8. Data breaches — what counts and what to do

A data breach is any accidental or unlawful destruction, loss, alteration, unauthorised disclosure of, or access to, personal data. The threshold is lower than most people assume. Examples that would count as a breach in a small trade business:

  • Leaving a printed quote containing a customer's name and address in a public place
  • Sending an email containing customer details to the wrong recipient
  • A laptop or phone with customer records being stolen or lost
  • A ransomware attack on your computer that locks your files
  • Accidentally sharing a spreadsheet of customer contacts with the wrong person

Not every breach needs to be reported to the ICO. The test is whether the breach is likely to result in a risk to individuals' rights and freedoms. If you left a quote in the street but it only contained a first name and a postcode, the risk is probably low — document the incident internally but you do not need to report it. If a laptop containing detailed customer records, financial information or any sensitive data is stolen, the risk is higher and you should notify the ICO within 72 hours. If customers are likely to be directly affected by the breach — for example, if someone could use the information to defraud them — notify them too. The ICO breach reporting portal is at ico.org.uk/report-a-breach.
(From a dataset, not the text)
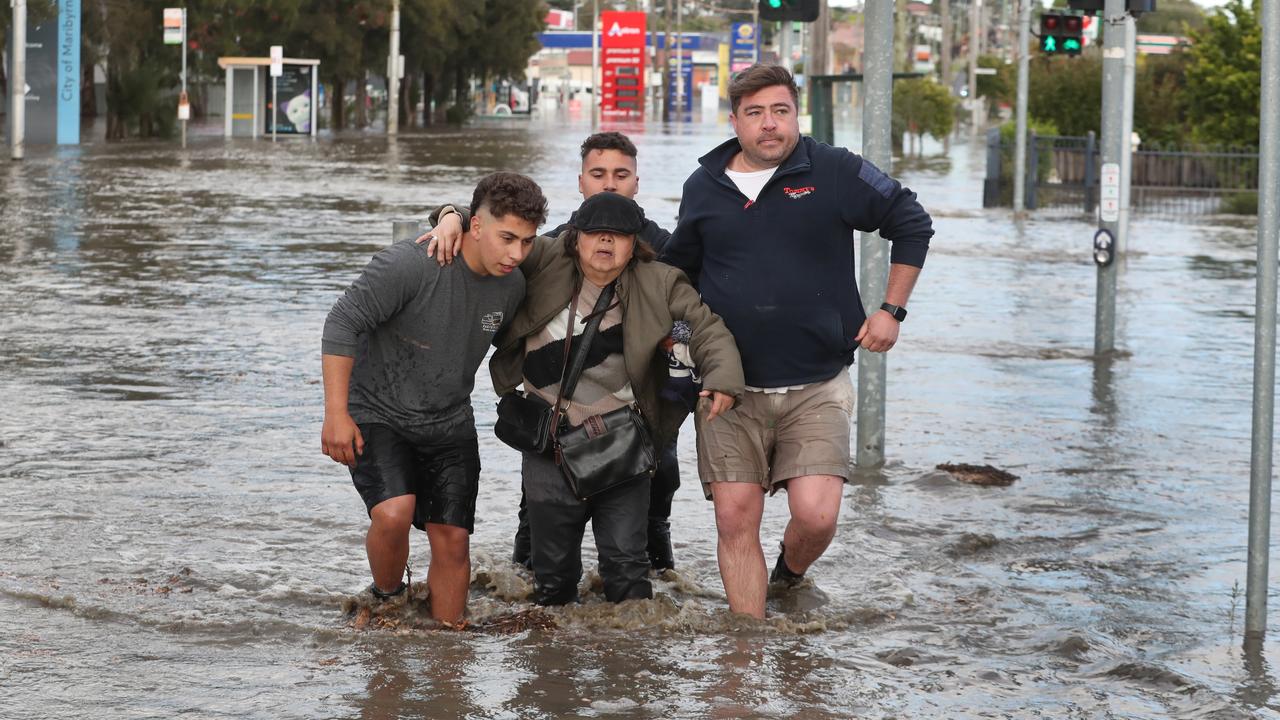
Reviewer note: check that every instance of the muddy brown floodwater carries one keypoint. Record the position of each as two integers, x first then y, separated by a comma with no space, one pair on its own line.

9. Customer rights you must be able to respond to

UK GDPR gives individuals a number of rights in relation to their personal data. Two are most relevant for small trade businesses:

  • Subject Access Request (SAR): a customer can ask to see all the personal data you hold about them. You must respond within one month. The first request is free. In practice, this means being able to pull together all their records — quotes, invoices, job notes, messages — and provide them in a readable format. For most sole traders, this is a manageable exercise if records are reasonably organised.
  • Right to erasure (“right to be forgotten”): a customer can ask you to delete their personal data. You are not always obliged to comply — in particular, you can refuse if you are legally required to keep the data (for example, you are required to retain tax records for five years and you cannot delete an invoice simply because a customer asks). But if the data is no longer needed for the purpose it was collected, you should delete it.

10. Practical steps for a sole trader or small trade business

Getting compliant does not require a data protection officer or a legal budget. Five practical steps cover the basics:

  • Complete the ICO self-assessment at ico.org.uk. Five minutes, tells you whether you need to pay the fee and register.
  • Add a brief privacy notice to your website and quote templates. A short paragraph is enough. Cover who you are, what data you hold, why you hold it, how long you keep it and how customers can contact you about it.
  • Don't keep data longer than you need. Delete old customer records once you are past the relevant retention period. A quarterly tidy-up of your files and contacts list is a good habit.
  • Store job records securely. Password-protect devices that hold customer data. If you use cloud storage, use a reputable provider and enable two-factor authentication on your account.
  • Know what to do if something goes wrong. Note the ICO's breach reporting portal. If you lose a device with customer data on it, act quickly — the 72-hour clock starts from when you become aware of the breach.

GDPR compliance for a small trade business is not about perfection — it is about being able to demonstrate that you have thought about what data you hold, that you have a legitimate reason for holding it, and that you handle it with care. The ICO's enforcement focus is on significant breaches and wilful non-compliance, not on sole traders who are making a genuine effort to get it right. Get the basics in place, keep records organised, and you are in a strong position.